Posted: June 20, 2012 at 11:17 pm | Tags: Christianity, equal marriage, lgbtiq, privilege, Religion
I am regularly amazed that some religious folk claim to know the mind of their god. I’m specifically referring to the Judeo-Christian god at this point, I have had insufficient exposure to adherents of other religions to know if there any people who claim to speak on behalf of their god/s (though given people I wouldn’t be surprised).
The god of the Old and New Testament clearly states in the Bible that:
8 “My thoughts are nothing like your thoughts,” says the Lord.
“And my ways are far beyond anything you could imagine.
9 For just as the heavens are higher than the earth,
so my ways are higher than your ways
and my thoughts higher than your thoughts.
Isaiah 55: 8 – 9 New Living Translation
33 Oh, how great are God’s riches and wisdom and knowledge!
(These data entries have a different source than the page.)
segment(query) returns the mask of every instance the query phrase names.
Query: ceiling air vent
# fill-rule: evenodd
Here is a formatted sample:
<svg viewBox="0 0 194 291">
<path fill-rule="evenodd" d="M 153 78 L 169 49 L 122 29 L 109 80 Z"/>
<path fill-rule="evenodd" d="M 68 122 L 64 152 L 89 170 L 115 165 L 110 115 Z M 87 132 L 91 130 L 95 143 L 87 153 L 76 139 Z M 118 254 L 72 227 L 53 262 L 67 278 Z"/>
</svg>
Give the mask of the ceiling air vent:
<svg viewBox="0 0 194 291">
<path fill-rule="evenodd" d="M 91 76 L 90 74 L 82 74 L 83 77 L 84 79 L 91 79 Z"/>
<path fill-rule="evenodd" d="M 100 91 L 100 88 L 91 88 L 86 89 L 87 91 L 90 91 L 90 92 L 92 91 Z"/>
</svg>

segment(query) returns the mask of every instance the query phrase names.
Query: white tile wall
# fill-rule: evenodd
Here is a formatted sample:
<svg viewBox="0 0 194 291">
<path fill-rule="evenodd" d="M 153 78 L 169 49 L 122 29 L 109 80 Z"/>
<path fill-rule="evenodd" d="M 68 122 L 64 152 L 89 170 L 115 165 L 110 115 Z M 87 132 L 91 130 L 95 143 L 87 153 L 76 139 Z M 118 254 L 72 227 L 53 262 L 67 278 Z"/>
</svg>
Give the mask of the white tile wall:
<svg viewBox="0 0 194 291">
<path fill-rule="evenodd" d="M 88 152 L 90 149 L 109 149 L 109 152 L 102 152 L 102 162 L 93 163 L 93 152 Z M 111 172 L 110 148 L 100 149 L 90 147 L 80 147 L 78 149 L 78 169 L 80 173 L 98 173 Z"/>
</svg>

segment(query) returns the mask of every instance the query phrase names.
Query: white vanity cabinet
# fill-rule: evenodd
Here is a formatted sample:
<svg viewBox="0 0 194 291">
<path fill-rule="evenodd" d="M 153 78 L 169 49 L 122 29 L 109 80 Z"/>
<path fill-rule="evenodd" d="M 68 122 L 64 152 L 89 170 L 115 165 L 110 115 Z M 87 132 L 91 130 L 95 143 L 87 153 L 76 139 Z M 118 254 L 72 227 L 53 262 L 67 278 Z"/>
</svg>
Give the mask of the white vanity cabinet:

How impossible it is for us to understand his decisions and his ways!
34 For who can know the Lord’s thoughts?
Who knows enough to give him advice?
35 And who has given him so much
that he needs to pay it back?
Romans 11: 33-35 New Living Translation
So clearly the mind of at the very least the Christian god is unknowable, inscrutable and unlike any adherent’s own mind, and yet so many people claim to know and even act as if they know, exactly what their god wants.
I’ve always been confused by what god is actually like (even when I was a Christian), because the Bible is rather contradictory about that, god was jealous, loving, peace, all knowing, all powerful, all present, the light, vengeful, etc (nice list here), so clearly knowing what god thought about on any particular topic was impossible.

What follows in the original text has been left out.